Olivia Weng (UC San Diego)- Efficient and Resilient Neural Networks for On-chip Inference
Abstract: Scientific applications are increasingly using neural networks (NNs) at the edge as a fundamental tool for advancing fields such as particle physics and materials science. As the scientific instruments used in these experiments become more advanced, they produce a lot more data (e.g., 40 TB/s) than before. As a result, scientists are relying on edge NNs, which have more capabilities than traditional algorithms, to process the data. To process data quickly enough, these scientific edge NNS have unique requirements. They must (1) be heavily quantized and (2) execute fully on chip. Even more so, these scientific NNs often operate in high radiation environments (1000X that of space). My talk focuses on using hardware-software co-design to create efficient, fault-tolerant computer architectures for NNs that execute fully on chip so that they meet the strict latency and throughput requirements laid out by these scientific experiments to advance research in their fields. I will talk about two projects: (1) scaling up lookup-table-based NNs and (2) codesigning fault-tolerant edge NNs.

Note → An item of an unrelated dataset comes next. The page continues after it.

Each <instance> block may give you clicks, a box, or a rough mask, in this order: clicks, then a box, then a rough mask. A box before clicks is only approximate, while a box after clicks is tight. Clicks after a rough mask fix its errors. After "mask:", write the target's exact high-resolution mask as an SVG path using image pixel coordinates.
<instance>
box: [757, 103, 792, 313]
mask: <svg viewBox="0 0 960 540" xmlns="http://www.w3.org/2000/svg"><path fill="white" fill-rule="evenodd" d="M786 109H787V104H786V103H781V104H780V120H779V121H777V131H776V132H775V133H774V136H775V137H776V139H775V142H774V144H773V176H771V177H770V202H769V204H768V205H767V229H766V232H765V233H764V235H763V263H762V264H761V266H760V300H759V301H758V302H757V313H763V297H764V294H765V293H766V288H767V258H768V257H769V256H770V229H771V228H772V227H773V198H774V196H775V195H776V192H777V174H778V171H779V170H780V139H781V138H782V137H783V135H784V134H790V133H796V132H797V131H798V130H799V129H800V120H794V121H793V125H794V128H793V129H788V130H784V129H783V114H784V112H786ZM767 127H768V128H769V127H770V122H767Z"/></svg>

This work provides insights and tradeoffs that will help scientists better run their NNs on specialized hardware such as FPGAs and ASICs to successfully perform their experiments.
Speakers
Olivia Weng
Olivia Weng is a PhD candidate in Computer Science and Engineering working with Professor Ryan Kastner at UC San Diego. She received her BS in Computer Science at the University of Chicago. Her research focuses on using hardware-software co-design to create efficient, fault-tolerant computer architectures for machine learning. Her work has led to collaborations with researchers at AMD as well as high energy physicists at Fermilab and CERN who seek to deploy machine learning at the edge to discover new physics.